In one hand you hold your coffee, in the other, you shop for a graduation gift for your brother. Your thumb cranks up to the top left corner of the screen and *splash*. The phone takes a dive and becomes the porcelain throne’s next victim.
Top navigations on large screens are phone killers.
In 2018 we’re going to see a radical change in the way websites are navigated. New patterns and solutions that bypass traditional solutions such as hamburger menus and toolbars will make the world of eCommerce a better place.
Some Actual Factuals
1. How important is mobile really?
Be worried if you’re still asking this question. Let’s visit the numbers worldwide as of February 2018:
- 52% — Mobile
- 44% — Desktop
- 4% — Tablet
In eCommerce, we see these numbers trending even higher with 68–88% of our customers coming from mobile devices.
2. What are the actual mobile screen sizes are we using?
In February 2018 global mobile usage:
- 44% — 360x640
- 9% — 375x667
- 4% — 720x1280
- 4% — 414x376
3. The hamburger has been failing you as a designer, as a customer, as a stakeholder.
As designers, we politely ignore proof that hamburger navigation is hiding things from users. It keeps things clean and tidy, but let’s just nail the lid on the coffin:
- The top left corner is the hardest place to reach on a mobile device for a right-handed user. This is where hamburger menus are most often found.
- You limit discover-ability in an age where average users decide if they are going to stay or leave in the first 10 seconds of viewing the page.
- 57% of people use your hidden navigation, but if your nav is even partially exposed (combo navigation) it will be used in 86% of the time — That’s 1.5 times more.

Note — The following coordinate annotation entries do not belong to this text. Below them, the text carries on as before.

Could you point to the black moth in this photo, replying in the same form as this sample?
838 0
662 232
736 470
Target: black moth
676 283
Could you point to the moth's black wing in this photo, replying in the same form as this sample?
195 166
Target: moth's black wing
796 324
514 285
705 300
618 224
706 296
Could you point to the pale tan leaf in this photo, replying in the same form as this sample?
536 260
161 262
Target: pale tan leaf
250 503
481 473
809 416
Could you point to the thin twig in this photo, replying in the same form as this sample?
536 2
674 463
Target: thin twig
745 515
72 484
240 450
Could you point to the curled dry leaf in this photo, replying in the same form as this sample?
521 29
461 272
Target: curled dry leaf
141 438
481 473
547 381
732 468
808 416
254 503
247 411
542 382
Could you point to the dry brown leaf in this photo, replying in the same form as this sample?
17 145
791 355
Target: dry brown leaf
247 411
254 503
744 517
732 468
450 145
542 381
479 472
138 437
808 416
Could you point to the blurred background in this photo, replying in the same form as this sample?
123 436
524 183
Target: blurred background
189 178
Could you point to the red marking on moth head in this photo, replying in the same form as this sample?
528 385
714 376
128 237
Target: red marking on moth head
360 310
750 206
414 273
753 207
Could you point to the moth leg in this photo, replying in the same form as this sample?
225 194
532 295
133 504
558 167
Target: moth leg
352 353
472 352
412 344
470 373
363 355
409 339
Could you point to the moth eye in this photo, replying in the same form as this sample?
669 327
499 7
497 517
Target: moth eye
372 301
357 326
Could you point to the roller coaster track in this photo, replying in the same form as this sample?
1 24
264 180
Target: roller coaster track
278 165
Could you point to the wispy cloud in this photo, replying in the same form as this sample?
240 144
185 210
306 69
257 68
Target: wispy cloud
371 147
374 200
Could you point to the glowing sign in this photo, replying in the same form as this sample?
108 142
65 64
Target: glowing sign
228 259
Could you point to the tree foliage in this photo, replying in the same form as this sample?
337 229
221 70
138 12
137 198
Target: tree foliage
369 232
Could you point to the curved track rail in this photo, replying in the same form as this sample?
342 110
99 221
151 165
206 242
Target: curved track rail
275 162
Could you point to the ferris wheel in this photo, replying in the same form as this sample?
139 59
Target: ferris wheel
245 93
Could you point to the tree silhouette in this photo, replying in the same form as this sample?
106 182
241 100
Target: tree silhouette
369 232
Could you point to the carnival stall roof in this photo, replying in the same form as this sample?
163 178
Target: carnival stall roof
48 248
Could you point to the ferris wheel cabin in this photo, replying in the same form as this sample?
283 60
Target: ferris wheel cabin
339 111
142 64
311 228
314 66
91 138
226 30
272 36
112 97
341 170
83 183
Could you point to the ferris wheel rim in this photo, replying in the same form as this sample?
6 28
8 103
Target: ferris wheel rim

- People prefer hot dogs anyway.
Thumb Friendly Navigation —AKA, Where I play with solutions when no one is looking…
It’s a scary thing to mess around with the core patterns of navigation when redesigning a site. We tweak things slowly, adopt patterns from native apps and hope changing text or an icon will change conversion for the better.
My goal in this is to create imperfect solutions that defy patterns that exist today in hopes of finding a new way to navigate on larger phones. The purpose of these designs is to explore new solutions that keep navigational elements within the green thumb zone. All other rules are going out the window.
1. The Side Nav
We have bigger phones screens. This means more space, which is the whole issue for our thumbs. Let’s use the space differently! The wider our phones, the more we can play horizontally. This solution cannibalizes horizontal space, but my thumb can pretty comfortably jump into the cart and my preferred product gender. Nothing is getting hidden behind the hamburger. If we tried this solution in the real world, we might want to snap back to the traditional top nav on smaller phones when thumbs are still able to reach on the smaller screen size, sticking with a more familiar pattern while still providing a functional approach.
2. The Floater
Can I replace navigation completely with only the prompt to search? It’s crazy, but it’s also simple. When I go into navigation, by definition I am searching for something that I have not found within the content of the page. So, if I open up the actual ability to use a search field OR click straight into pre-selected shopping categories, aren’t all my hopes and dreams fulfilled? As search tools get smarter, can we lean even more heavily on this type of experience?
3. The Toolbar
This has been done before in our apps and now we’re seeing it pop up within ecommerce. But for my clients, icons don’t always make sense. If shoppers are divided by gender, then by product can I simplify the nav into two groups, expose those groups and provide all universal nav items under the more pertinent shop categories? Notice I don’t have to go to the awkward corners of the nav to close, I can just keep my hand right where it is and if I don’t see what I need, I get out of there
Here’s an unpleasant reality about mobile iOS browsers.
We want to put our nav down at the bottom of the screen, just like those clean beautiful apps we use. This would fix the darned thumb-reach problem. Life would be peachy.
Sadly if you are on an iPhone, you’re going to have to tap twice. There is a 44px high space on the bottom of the safari mobile browser that when touched, the bottom navigation bar reappears. So — first tap, the browser bar pops up — and tap again on the thing you wanted to navigate to in the first place. It’s messy.
One workaround is to keep the browser controls open, which will allow our bottom toolbar nav to remain active on a single tap. However, this solution reduces screen real-estate for our website and invites visual noise to get in the way of our carefully laid designs.
The alternative is to let your navigation hide away with the browser controls, and reappear when the user scrolls back up. This avoids the frustrating double tap and avoids forced browser bars eating up screen space.
4. Home Sweet Navigation
What if your site’s mobile homepage is the navigation? Total exposure! Quick entry! All the user needs to know is that ‘back’ takes them to the homepage where they can navigate to their heart’s delight.
This limits the amount of promo content that lives on the homepage, but if we’re focused on conversion, then streamlining content to the essentials is exactly what we should be doing. We can find more strategic placement for brand messaging and promotion.
How do you feel about the future of nav?